Boyle's big dumb artwork springs from a mindset that sees form as an escape from content, plot as the characters' escape from a situation (see: every one of his films) and cinema itself as an escape from reality, as opposed to a burrowing-in. At the very least, he should be commended on his nearly-impermeable consistency. His ugly, affable collage-style sometimes extends into head-slappingly literal metaphoric activities: no one is more prone to having his characters run away, or is, admittedly, better at directing scenes of people running (127 Hours being the exception: Franco’s final limp jog combines the hammy sprints of 28 Days Later with a pronounced nostalgia for the Surge commercials of yesteryear).

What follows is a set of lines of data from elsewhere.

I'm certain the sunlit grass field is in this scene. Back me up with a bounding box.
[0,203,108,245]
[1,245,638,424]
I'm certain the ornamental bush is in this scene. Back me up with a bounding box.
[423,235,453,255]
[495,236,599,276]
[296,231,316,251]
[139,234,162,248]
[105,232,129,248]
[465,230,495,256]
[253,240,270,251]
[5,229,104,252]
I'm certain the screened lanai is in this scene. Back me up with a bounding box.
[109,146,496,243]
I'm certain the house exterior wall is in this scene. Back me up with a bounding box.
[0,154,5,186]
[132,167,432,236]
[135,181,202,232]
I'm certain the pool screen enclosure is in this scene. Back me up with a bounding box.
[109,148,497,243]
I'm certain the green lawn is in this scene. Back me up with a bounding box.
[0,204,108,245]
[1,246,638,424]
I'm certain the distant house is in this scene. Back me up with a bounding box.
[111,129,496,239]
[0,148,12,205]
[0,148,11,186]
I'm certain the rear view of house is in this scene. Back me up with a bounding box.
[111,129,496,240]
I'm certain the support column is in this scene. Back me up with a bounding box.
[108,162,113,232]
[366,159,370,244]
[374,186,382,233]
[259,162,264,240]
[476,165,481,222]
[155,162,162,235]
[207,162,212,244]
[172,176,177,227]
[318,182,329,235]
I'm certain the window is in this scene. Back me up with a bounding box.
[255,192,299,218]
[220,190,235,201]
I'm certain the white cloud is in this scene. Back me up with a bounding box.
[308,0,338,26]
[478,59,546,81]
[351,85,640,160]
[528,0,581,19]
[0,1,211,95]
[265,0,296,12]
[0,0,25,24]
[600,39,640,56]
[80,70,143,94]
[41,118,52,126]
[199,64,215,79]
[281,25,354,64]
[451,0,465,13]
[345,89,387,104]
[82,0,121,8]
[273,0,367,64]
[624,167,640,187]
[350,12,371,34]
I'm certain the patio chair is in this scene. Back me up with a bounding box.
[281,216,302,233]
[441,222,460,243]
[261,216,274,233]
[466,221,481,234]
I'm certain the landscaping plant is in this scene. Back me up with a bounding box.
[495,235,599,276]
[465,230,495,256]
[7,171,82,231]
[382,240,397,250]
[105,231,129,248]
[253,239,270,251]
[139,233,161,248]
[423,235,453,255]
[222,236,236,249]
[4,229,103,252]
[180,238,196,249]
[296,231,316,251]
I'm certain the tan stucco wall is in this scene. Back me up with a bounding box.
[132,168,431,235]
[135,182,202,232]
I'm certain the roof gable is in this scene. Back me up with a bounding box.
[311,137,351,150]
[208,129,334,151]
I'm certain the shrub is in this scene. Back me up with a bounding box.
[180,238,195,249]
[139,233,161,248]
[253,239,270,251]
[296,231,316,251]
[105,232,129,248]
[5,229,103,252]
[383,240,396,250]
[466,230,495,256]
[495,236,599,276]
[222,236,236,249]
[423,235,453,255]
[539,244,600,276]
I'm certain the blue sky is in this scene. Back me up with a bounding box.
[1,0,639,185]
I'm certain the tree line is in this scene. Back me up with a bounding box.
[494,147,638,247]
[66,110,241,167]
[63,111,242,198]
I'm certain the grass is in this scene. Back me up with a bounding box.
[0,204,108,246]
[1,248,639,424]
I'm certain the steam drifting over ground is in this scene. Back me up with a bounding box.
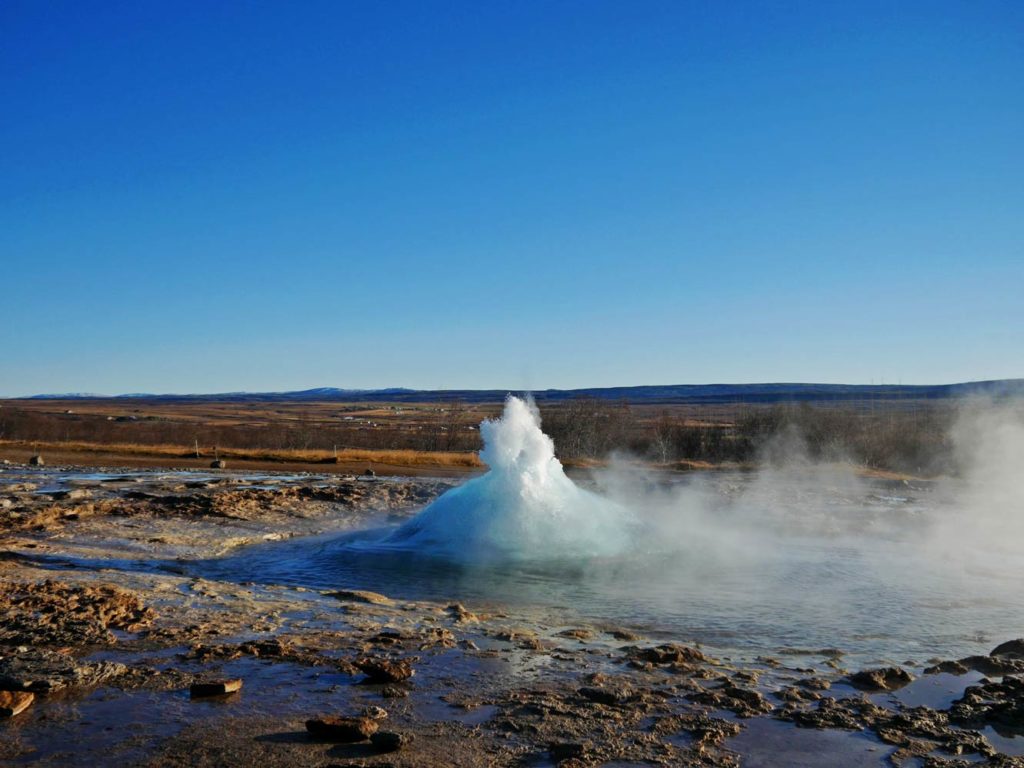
[333,394,1024,662]
[379,395,1024,571]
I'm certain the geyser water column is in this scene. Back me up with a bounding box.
[382,396,635,561]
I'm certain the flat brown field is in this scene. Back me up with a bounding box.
[0,398,504,473]
[0,442,482,477]
[0,395,944,478]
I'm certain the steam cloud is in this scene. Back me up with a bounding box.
[382,394,1023,581]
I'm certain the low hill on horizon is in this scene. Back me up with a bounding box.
[19,379,1024,405]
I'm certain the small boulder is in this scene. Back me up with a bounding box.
[848,667,914,691]
[991,639,1024,660]
[627,644,705,666]
[354,657,415,684]
[557,628,593,641]
[370,730,410,753]
[609,628,642,641]
[924,660,970,676]
[190,679,242,698]
[306,715,378,742]
[29,455,44,467]
[0,690,34,717]
[446,603,478,623]
[210,459,226,469]
[957,654,1024,676]
[579,686,628,705]
[549,742,588,761]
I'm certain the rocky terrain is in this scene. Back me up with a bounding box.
[0,466,1022,766]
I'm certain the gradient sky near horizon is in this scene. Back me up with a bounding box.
[2,1,1022,396]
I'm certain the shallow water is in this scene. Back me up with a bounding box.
[10,460,1021,667]
[191,471,1024,668]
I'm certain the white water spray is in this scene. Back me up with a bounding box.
[383,396,635,561]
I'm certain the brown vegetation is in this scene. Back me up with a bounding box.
[0,439,481,469]
[0,395,959,475]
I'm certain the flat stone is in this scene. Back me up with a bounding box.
[306,715,378,742]
[190,679,243,698]
[0,690,34,717]
[326,589,394,606]
[0,648,127,692]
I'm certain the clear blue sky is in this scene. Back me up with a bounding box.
[2,1,1022,396]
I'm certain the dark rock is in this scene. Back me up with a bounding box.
[848,667,914,691]
[354,657,414,683]
[609,628,642,641]
[549,742,587,761]
[785,696,887,730]
[626,644,705,666]
[924,660,970,676]
[190,679,242,698]
[957,655,1024,676]
[991,639,1024,660]
[370,730,409,753]
[210,459,226,469]
[776,686,822,703]
[649,712,742,747]
[306,716,379,742]
[29,455,44,466]
[950,676,1024,731]
[578,686,627,705]
[687,684,773,716]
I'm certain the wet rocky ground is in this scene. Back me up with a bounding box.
[0,465,1022,766]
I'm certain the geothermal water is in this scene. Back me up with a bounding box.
[202,397,1024,666]
[374,396,636,560]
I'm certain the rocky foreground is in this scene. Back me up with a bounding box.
[0,467,1022,767]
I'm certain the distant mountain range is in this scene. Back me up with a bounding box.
[20,379,1024,405]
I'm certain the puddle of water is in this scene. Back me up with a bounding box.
[877,671,985,710]
[414,698,499,725]
[727,718,893,767]
[983,726,1024,756]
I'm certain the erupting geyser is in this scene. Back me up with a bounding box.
[381,396,635,561]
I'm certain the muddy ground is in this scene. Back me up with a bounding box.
[0,464,1022,767]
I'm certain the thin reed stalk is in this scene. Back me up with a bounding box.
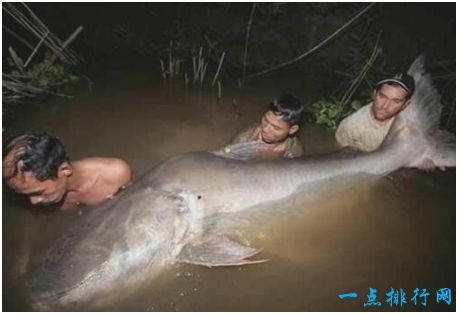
[8,46,24,70]
[200,63,208,85]
[339,31,382,112]
[192,56,197,81]
[212,51,226,87]
[217,81,221,100]
[241,3,257,85]
[244,3,376,80]
[3,24,34,49]
[24,31,49,67]
[3,3,81,65]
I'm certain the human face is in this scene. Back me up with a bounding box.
[372,84,410,122]
[3,158,69,206]
[260,110,298,144]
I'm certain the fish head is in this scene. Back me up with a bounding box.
[24,186,192,310]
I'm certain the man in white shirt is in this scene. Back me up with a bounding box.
[335,73,443,171]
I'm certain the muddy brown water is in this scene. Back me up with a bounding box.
[2,71,455,311]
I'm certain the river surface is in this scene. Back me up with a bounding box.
[2,68,455,311]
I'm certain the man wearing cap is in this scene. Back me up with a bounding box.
[335,73,441,171]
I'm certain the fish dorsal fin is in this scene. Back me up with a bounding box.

Like a lot of smart people, Boyle has convinced himself that movies really are an escape, instead of merely appearing / pretending to be (the most escapist fare tends to also serve as a nightmare ride into the subconscious insecurities and prejudices of the audience for which it offers “escape”). The best stretches in his body of work remain Sunshine (up until the ending) and the first half-hour of The Beach; that both examples come from the earlier parts of the films speaks of another Boyle problem: his inability to end a movie. A cinema of perpetual escape eventually collapses in on itself, leaving only a dull, stylish void.
3 comments:
Ignaty I agree 100%. I just didn't feel like we as the viewser were that much invested in caring about Aron Ralston. So if you weren't invested in this charaactor you really shouldn't like this movie. I like some of Danny Boyles other movies like Slumdog Millionare and 28 Days later but, not this one. I liked James Franco though but wished there were more here for him to do withthis charactor.
Dan Skip Allen
Would that somebody like Sokurov had made this film instead. A visionary formalist unafraid of stasis, silence and dread.
I'm so glad to read that I'm not alone in my dislike of the film. It's been getting rave reviews from virtually everyone but I couldn't understand why would anyone with such an obvious lack of interest would busy themselves with the topic. A complete cop-out of a film and Franco's performance was over the top as well.